Serdar Biliş’in kurduğu Pürtelaş Tiyatro’nun ‘Savaş’ gibi çarpıcı bir oyundan sonra ne yapacağını merakla bekliyorduk, cevap ‘Parçacıklar’la geldi. ‘Parçacıklar’, hayatın bu binbir türlü halinin izinden giderek Marianne (Damla Sönmez) ile Roland’ın (Deniz Karaoğlu) olan ya da olamayan aşkını anlatıyor.
Göktaşlarıyla büyülü atmosfer
İngiliz yazar Nick Payne’in çoklu evrenler üzerine bir belgesel izledikten sonra yazmaya karar verdiği, Ece Dizdar’ın çevirip Tamer Can Erkan’ın sahnelediği oyun, gücünü hâlâ ilginç sayılabilecek fikri kadar oyuncularının başarısından alıyor. Çünkü aynı diyaloğun bazen defalarca farklı duygularla tekrarlaması gerekiyor ve bu belli bir noktada seyirci için sıkıcı olabiliyor. İlk duyduğun andaki kadar ayakta tutamayabiliyorsun dikkatini. Genç kuşağın iki parlak oyuncusu Damla Sönmez ile Deniz Karaoğlu, müthiş uyumlu tango adımlarıyla Tamer Can Erkan’ın titizlikle yönettiği bu dansı sonuna kadar götürüyorlar. Arada çok küçük nüanslar olan sahneleri izlettirmek de, aradaki farkı izleyiciye geçirmek de hiç kolay değil. Ayrıca Ahsenur Çiftçioğlu’nun Cem Yılmazer’in ışık tasarımıyla birleşip büyülü bir atmosfer yaratan göktaşlarının da payını unutmayalım.

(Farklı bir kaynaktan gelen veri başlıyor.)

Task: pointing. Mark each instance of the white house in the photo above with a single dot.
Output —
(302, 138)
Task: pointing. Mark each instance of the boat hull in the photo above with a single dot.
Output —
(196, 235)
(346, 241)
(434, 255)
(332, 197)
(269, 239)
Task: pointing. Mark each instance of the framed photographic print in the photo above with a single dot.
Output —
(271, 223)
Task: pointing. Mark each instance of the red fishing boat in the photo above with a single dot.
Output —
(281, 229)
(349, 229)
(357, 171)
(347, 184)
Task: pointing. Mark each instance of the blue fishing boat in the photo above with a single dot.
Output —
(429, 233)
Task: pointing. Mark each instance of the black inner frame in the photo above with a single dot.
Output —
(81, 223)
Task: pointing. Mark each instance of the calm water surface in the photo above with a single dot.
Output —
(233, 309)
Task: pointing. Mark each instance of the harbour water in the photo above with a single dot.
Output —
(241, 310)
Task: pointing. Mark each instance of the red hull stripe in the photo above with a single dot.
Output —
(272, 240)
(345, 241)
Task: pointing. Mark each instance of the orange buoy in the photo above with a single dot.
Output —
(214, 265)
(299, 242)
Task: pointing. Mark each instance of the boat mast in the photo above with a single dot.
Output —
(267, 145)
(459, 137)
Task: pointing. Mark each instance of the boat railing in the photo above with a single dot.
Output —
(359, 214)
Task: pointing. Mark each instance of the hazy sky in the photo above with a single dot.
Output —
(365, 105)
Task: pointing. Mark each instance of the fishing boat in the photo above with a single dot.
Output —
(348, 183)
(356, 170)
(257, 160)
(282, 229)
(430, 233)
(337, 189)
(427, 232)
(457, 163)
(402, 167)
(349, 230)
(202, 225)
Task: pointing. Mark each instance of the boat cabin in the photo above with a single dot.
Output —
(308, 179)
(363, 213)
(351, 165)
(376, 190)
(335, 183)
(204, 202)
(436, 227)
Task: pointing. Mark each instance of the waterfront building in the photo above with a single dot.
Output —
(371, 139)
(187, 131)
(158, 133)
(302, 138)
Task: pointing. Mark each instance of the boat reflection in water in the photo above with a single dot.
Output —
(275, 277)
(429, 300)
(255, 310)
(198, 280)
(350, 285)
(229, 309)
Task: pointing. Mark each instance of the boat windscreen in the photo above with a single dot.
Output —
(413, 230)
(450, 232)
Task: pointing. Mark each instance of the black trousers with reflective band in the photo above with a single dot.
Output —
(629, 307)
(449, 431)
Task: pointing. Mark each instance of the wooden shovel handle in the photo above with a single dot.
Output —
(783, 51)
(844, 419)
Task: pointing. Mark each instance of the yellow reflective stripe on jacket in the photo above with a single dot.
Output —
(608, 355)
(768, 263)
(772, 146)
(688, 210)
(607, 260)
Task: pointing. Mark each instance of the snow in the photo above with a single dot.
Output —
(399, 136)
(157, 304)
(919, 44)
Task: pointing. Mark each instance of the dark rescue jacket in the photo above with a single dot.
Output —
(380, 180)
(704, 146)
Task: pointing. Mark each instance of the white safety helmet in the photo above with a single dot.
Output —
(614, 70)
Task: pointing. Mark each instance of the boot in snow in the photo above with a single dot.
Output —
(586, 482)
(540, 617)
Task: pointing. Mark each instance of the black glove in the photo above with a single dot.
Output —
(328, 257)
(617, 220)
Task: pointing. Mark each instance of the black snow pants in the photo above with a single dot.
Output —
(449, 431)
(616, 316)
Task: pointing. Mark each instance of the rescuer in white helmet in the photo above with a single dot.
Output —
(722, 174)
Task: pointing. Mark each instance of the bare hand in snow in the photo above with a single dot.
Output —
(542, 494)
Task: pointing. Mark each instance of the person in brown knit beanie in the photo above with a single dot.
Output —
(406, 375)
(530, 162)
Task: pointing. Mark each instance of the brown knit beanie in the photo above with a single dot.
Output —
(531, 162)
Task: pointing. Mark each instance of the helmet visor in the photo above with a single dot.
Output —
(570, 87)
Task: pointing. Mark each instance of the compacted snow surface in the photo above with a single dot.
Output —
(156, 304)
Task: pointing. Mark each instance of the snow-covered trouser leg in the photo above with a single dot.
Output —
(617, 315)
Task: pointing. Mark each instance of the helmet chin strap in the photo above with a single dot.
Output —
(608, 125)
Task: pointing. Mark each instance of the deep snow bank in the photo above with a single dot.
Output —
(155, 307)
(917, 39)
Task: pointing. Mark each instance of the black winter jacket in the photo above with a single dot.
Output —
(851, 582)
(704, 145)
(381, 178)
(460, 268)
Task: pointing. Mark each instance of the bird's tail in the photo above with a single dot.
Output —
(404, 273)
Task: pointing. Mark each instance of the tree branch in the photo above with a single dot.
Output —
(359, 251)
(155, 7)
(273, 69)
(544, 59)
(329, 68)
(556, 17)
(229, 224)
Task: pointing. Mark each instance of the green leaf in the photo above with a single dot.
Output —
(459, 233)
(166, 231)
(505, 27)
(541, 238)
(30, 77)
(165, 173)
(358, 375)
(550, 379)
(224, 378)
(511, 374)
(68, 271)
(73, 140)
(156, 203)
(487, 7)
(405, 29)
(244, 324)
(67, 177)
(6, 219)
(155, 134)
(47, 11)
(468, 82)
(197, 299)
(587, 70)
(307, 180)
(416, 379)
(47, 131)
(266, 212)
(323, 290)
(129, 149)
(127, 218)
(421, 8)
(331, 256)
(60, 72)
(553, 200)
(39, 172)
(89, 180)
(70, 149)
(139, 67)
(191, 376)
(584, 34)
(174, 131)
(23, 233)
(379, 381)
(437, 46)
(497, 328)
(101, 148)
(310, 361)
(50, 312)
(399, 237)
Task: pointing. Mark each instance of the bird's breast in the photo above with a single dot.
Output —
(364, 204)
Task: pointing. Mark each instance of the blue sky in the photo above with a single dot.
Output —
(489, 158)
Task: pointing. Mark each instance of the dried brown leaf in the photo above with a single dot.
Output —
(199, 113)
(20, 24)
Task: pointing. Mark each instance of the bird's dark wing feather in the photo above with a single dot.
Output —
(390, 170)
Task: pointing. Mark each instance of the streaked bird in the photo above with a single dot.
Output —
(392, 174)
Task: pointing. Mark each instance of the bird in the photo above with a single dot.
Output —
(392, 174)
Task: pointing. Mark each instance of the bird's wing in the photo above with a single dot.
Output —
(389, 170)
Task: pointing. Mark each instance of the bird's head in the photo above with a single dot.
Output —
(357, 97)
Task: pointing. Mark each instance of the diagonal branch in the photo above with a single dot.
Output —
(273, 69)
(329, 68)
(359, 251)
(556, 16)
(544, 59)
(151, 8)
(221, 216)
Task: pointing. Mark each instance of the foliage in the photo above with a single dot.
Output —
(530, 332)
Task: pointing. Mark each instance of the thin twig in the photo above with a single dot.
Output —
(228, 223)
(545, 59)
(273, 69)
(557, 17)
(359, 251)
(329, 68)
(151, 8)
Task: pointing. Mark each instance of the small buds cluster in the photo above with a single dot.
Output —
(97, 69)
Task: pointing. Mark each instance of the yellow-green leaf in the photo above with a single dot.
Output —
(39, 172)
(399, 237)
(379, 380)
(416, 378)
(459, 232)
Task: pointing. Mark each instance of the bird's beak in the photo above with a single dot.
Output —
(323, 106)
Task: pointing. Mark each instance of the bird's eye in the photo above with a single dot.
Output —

Marianne gibi çoklu evrenlerin bir parçası olduğumuzu, her olayın farklı sonuçlarının bir arada var olduğunu düşünmüyorsanız bile, sırf bir ilişkinin ne kadar küçük bir adımla yön değiştirebileceğini, nerelere savrulabileceğini izlemek, hele hele bunu bu iki iyi oyuncudan izlemek, keyif veren bir deneyim. Hem belki hayatınızın yönünü değiştirecek bir adım olur bu oyuna gitmek, bilinmez ki.